Measuring the impact of our work with farmers in Kenya

October 2022
A woman farmer is photographed on her land holding farming tools and seeds.
Jane is a farmer with a disability and grows sorghum in Homabay County. © Nineth Wonder Production/Sightsavers

The USAID-funded Global Labor Program – Inclusive Futures brings together a diverse group of organisations to improve how people with disabilities – particularly women – are included in and benefit from employment in the supply and distribution chains of ‘big business’ in Kenya.

A key question the programme will answer is whether its approach results in more men and women with disabilities participating in labour markets and being more confident about exercising their labour rights.

This will be answered through an impact evaluation study which will span the five years of the programme and be implemented jointly by partners Sightsavers and Innovations for Poverty Action (IPA).

Innovations for Poverty Action logo.

Innovations for Poverty Action (IPA)

This research and policy non-profit creates and shares evidence so decision-makers can reduce poverty.

About IPA

The study focuses on smallholder farmers. Farmers play a significant role in the production of the bulk of food consumed and in improving access to food security. However, they face many challenges such as poor access to farm inputs – like fertiliser and seeds – and extension services – including information and advice to improve their crop productivity. They also face a lack of credit facilities, adverse weather conditions, and exploitative financing and crop management advice from traders in local markets. These challenges are likely to be worse for women. Farmers with disabilities are also likely to face a combination of systematic, attitudinal, or environmental barriers that limit their participation in agricultural value chains.

One of the first activities the programme carried out was a baseline survey to assess the starting point before any programmatic interventions. This will enable us to measure changes occurring over the course of the programme.

Collecting data at baseline

Farmers were selected at random, in 40 sub-locations, among those living in areas where the programme operates and among those living in areas where it does not (see map below). Follow-up interviews will be carried out over the course of the programme to understand if and how their work changes, and whether other aspects of their lives change. Data collected from areas where the programme isn’t present will allow us to understand whether the changes we measure are due to the programme or other reasons.

Sightsavers logo.


A non-governmental organisation that aims to ensure people with disabilities have the same rights and access to good education, health and work opportunities as everyone else.

About Sightsavers
A map of western Kenya showing the forty sub-locations where the data collection was carried out.
© Sightsavers/Alexandre Chailloux

IPA conducted the listing and baseline data collection between February and March 2022. Data collectors went through a rigorous one-week training on how to collect data on disability including on disability awareness, etiquette, safeguarding, quality data management and how to communicate with people with disabilities to ensure they were included in the survey.

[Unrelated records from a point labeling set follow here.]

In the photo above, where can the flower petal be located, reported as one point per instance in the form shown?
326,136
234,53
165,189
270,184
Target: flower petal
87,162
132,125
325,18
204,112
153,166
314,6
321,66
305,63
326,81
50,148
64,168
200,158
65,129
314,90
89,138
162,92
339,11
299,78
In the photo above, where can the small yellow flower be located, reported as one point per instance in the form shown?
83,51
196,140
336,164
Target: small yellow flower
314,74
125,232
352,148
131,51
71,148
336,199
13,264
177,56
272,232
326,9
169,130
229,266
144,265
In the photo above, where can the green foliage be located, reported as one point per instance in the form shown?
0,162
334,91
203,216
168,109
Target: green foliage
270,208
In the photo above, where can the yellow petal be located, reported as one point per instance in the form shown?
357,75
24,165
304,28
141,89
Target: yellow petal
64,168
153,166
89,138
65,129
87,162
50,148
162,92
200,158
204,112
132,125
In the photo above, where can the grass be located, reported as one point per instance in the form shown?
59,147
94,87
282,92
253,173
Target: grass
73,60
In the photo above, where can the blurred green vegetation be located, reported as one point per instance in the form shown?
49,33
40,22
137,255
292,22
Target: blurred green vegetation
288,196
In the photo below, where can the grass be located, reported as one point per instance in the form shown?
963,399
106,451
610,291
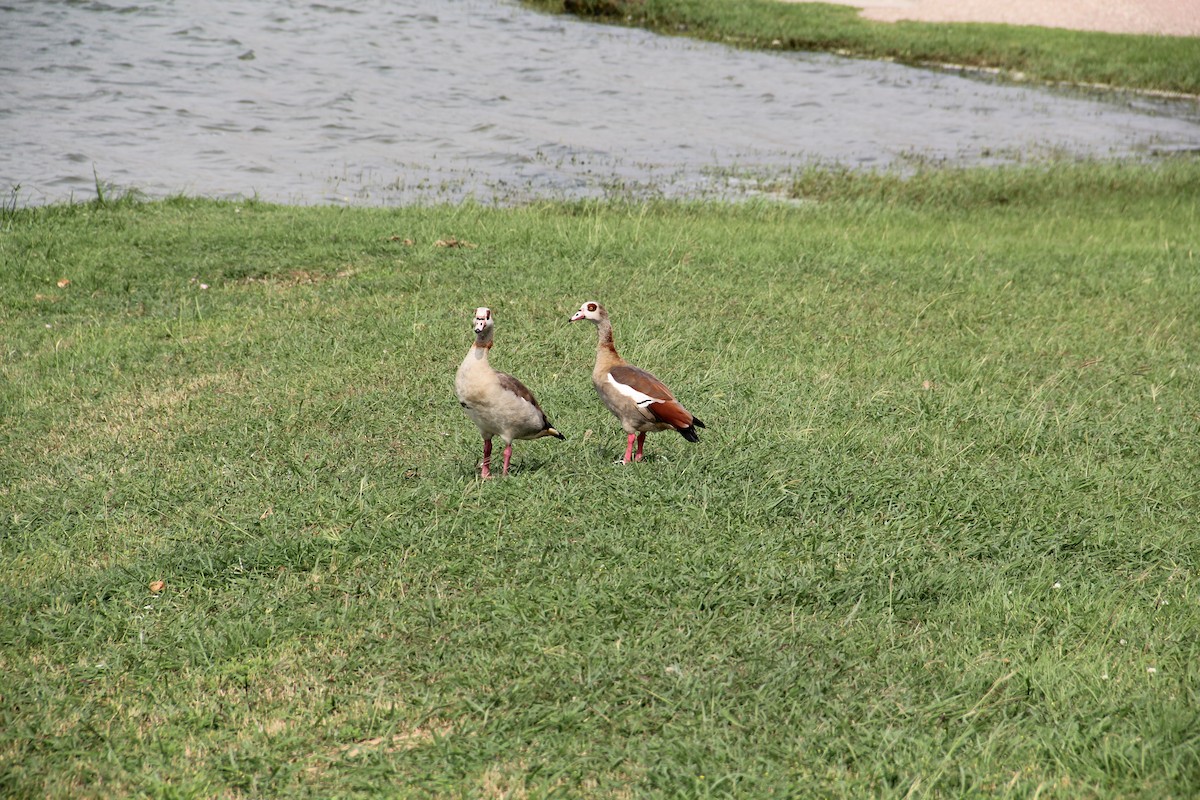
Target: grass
937,540
1168,64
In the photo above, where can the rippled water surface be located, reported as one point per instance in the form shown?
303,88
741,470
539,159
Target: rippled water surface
397,101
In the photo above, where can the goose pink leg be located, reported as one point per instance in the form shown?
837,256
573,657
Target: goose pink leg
486,471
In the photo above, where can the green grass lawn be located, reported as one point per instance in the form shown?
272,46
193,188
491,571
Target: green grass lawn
1168,64
939,537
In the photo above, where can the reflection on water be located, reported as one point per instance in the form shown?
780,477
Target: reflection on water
383,102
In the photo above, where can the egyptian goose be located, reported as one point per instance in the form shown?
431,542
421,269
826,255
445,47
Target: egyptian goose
497,403
637,398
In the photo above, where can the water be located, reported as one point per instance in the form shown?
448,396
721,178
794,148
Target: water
384,102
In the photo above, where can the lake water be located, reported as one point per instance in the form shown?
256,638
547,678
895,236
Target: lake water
383,102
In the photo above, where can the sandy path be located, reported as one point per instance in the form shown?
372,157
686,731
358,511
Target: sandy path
1163,17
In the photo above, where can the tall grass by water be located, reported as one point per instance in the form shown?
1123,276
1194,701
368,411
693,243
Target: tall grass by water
1169,64
937,539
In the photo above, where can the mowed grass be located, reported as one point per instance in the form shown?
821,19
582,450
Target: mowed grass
1169,64
939,537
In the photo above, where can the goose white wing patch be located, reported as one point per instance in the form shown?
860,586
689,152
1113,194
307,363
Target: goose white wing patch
640,398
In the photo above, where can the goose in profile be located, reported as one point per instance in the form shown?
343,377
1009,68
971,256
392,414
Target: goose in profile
636,397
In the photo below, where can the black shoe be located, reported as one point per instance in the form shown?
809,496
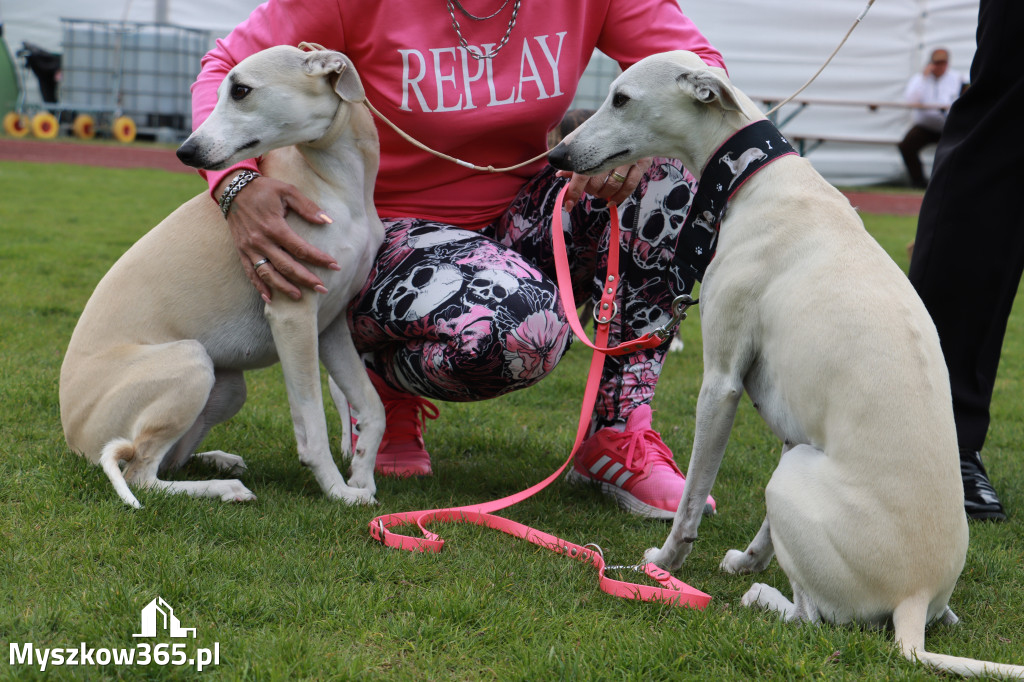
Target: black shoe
979,496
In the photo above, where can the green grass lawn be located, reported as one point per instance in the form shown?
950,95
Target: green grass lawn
292,587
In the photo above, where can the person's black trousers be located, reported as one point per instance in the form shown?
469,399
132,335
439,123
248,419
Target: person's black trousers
969,252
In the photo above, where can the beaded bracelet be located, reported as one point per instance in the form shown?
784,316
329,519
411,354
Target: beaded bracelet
236,185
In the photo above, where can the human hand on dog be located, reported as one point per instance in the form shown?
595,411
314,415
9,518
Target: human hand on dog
607,186
259,230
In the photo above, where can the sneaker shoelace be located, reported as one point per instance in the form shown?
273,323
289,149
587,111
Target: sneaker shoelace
642,446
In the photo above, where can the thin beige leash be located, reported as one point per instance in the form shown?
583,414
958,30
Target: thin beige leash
803,87
491,169
460,162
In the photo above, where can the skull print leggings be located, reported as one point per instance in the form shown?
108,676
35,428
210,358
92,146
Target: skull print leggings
461,315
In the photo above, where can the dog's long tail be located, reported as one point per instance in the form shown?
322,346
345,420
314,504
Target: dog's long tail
117,451
908,621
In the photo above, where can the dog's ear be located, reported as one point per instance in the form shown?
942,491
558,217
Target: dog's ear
339,69
708,87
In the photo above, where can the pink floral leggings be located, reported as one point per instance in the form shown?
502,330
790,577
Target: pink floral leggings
459,315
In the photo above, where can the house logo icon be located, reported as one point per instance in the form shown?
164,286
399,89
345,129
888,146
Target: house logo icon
159,612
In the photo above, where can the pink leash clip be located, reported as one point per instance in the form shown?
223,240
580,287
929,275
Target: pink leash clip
672,590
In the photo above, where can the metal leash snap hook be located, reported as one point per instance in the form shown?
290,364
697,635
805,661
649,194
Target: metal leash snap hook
679,307
602,316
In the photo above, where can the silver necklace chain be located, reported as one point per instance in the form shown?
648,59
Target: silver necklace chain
462,40
480,18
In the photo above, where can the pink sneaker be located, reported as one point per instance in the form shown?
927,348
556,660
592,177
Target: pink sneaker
635,467
402,453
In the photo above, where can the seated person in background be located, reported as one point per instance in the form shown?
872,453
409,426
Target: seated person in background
937,85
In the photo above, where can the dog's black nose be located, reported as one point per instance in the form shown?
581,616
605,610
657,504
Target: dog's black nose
187,154
559,157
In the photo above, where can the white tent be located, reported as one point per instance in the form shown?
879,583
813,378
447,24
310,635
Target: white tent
771,48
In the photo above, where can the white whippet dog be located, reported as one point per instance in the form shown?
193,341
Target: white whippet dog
804,310
158,355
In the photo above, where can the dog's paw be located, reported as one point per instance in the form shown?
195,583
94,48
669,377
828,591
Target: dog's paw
659,558
753,595
353,496
735,562
363,480
236,492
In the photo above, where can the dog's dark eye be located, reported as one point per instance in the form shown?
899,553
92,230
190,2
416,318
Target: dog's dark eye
240,91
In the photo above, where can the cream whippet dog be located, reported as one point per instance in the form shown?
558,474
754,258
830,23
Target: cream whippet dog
804,310
158,355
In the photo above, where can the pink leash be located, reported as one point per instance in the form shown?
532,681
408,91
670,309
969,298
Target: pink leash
672,590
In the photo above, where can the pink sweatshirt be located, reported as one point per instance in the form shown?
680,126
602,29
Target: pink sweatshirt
495,112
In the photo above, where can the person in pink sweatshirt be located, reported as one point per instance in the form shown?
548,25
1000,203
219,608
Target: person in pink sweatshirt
461,304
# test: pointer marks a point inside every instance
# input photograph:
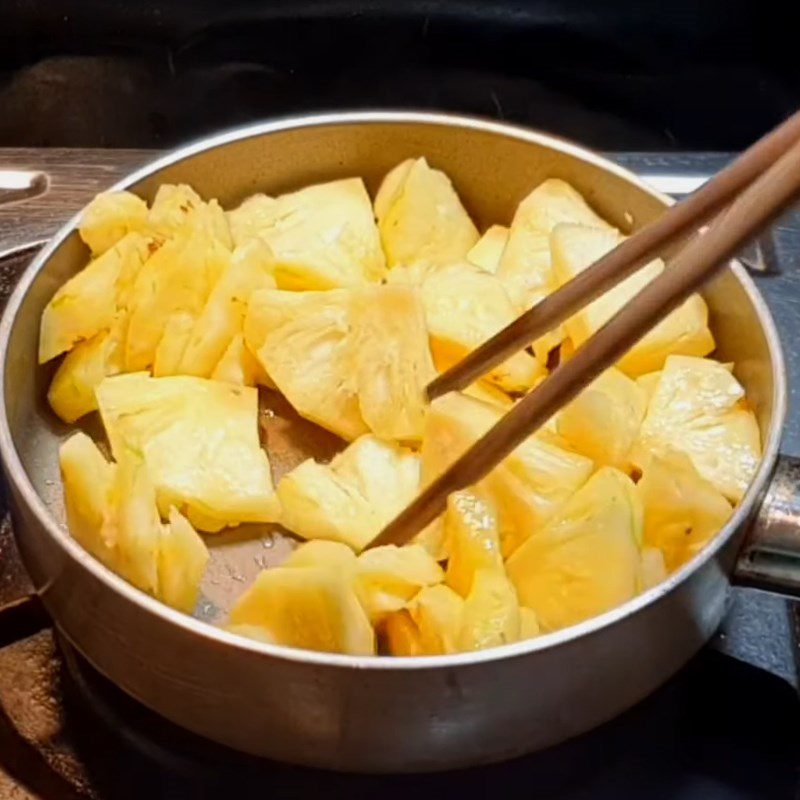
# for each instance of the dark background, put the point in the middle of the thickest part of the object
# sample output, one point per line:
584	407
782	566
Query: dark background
685	74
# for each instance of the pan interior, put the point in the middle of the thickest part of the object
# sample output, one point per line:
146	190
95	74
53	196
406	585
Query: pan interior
491	171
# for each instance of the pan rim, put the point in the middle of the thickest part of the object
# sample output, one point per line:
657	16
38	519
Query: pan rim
17	476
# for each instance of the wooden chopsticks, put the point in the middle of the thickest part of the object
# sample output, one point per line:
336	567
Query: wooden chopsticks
772	187
679	220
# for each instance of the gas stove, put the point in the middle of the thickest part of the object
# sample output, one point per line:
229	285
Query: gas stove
727	726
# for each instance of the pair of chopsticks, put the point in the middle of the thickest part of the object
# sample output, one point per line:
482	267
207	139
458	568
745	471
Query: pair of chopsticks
741	199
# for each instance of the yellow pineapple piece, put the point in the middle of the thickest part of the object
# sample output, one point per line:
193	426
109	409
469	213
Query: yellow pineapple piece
351	499
178	208
421	218
109	218
388	577
652	569
182	559
526	488
525	266
486	252
603	421
71	393
88	302
200	441
111	512
223	315
392	360
322	237
172	345
437	611
302	339
528	623
88	481
685	331
465	306
138	524
238	365
697	408
178	277
314	608
682	511
399	635
491	615
473	540
586	559
322	553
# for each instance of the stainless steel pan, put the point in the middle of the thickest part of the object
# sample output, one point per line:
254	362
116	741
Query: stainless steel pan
379	714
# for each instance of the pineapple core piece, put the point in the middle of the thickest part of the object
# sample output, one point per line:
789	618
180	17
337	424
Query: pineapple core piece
465	306
697	408
684	331
322	237
586	559
302	339
199	439
603	421
526	488
111	512
354	497
421	218
392	360
682	511
525	266
109	218
314	608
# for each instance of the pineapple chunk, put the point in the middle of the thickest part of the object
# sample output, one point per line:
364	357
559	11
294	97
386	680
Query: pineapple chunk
697	409
314	608
586	559
603	421
172	345
109	218
200	442
465	306
652	569
302	340
684	331
177	208
392	360
400	635
490	617
323	236
88	481
182	559
178	277
527	488
473	539
437	612
71	392
85	305
525	266
421	218
238	365
321	553
388	577
224	312
682	511
111	512
528	623
354	497
487	251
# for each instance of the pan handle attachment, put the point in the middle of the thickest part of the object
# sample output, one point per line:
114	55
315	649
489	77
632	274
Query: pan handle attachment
770	556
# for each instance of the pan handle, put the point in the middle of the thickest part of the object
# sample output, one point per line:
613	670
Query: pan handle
770	556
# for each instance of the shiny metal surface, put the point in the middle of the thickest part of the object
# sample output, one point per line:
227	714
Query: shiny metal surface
372	714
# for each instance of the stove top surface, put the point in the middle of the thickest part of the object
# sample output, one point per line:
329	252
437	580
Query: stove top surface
727	726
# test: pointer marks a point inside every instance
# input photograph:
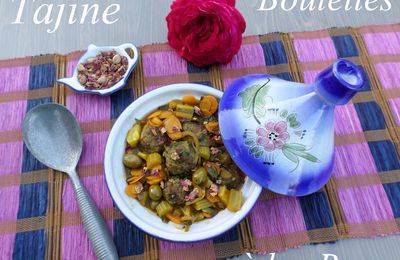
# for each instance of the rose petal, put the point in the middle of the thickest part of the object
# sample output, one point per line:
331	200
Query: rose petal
205	31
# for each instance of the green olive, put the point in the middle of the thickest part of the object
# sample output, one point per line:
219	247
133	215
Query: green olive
225	158
199	176
132	161
153	204
133	135
155	192
142	197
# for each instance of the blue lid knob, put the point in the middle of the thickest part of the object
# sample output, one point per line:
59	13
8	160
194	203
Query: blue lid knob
338	83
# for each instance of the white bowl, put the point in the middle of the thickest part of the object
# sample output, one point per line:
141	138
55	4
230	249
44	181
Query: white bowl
143	218
92	51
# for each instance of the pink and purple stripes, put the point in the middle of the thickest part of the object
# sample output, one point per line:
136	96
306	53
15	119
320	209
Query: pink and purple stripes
387	70
87	109
13	79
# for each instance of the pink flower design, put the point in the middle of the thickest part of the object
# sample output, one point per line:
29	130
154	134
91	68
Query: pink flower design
272	135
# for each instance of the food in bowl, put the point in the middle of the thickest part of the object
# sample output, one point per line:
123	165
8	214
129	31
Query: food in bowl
102	71
176	163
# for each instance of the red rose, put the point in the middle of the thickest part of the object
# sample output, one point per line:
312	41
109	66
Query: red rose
205	31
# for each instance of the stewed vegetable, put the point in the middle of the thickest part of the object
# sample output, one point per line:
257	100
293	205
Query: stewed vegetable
177	165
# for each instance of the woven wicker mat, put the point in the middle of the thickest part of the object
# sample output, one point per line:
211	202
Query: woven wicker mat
39	217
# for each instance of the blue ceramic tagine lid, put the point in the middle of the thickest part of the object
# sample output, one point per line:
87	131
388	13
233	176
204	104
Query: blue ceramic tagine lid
280	133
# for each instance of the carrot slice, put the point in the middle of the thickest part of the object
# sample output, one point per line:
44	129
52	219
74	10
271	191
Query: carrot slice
190	100
208	105
212	127
155	114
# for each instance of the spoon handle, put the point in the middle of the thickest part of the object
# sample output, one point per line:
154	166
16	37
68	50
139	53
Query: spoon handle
95	226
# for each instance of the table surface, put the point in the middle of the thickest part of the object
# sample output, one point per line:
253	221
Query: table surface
143	22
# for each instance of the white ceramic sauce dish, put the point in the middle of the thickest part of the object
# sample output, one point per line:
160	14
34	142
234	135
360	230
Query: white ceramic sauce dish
92	51
115	176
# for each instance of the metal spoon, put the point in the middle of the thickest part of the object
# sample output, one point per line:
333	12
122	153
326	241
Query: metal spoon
52	134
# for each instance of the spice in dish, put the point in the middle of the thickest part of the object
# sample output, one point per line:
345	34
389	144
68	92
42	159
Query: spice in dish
177	165
102	71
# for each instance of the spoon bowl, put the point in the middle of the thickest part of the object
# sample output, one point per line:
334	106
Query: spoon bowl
52	134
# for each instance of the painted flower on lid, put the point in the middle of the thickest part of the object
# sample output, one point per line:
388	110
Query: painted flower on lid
272	135
272	138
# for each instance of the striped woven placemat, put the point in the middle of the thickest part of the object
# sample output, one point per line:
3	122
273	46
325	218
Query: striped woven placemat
39	217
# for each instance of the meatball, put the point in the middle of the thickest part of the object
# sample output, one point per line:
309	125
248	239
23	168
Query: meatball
199	131
180	157
152	140
174	193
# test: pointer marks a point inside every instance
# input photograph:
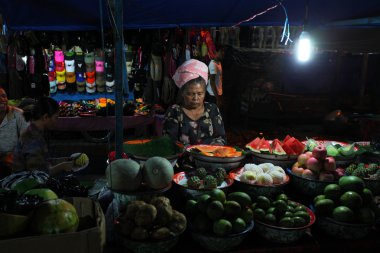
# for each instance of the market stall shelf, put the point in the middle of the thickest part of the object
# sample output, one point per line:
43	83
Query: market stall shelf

To measure disability, we’re using a special tool designed by the Washington Group on Disability Statistics and the International Labor Organization. It was designed to be added to the Kenyan Labour Force Surveys and using it means that our results can be compared to other national datasets using the same questions. The questions not only address whether people have a disability, and what type, but what factors support and hinder them from employment.

Following their training, each enumerator worked in a sub-location. IPA conducted regular checks on the data to ensure its accuracy and identify any problems. Sightsavers’ research team will be analysing the data and providing the results.

Key results

The baseline data is in the process of being analysed and written up, with a report due later in the autumn. Although more work is required, some of the initial results of the study have been fascinating:

  • We recruited more than 4,400 people for the survey across the areas where the programme is being implemented and the control areas.
  • More than 60% of our sample are women, and the average age was 44 years.
  • More than 17% – 767 people in our sample reported having a disability. 38% of these people reported experiencing stigma related to their disability.
  • Marital status also matters. Widowed people with disabilities were more likely to experience stigma compared to people with disabilities who were married or living together.
  • Nearly four out of five people in our sample were employed, but women, older people and people with disabilities were less likely to have a job than men, younger people, and people without disabilities.

While these results will eventually be compared against those collected at the end of the programme, the data also has a more immediate use. As the Global Labor Program – Inclusive Futures moves into its second year, the consortium partners will reflect on these results and consider what they need to do now to ensure they achieve the change required to improve the lives of workers in these value chains.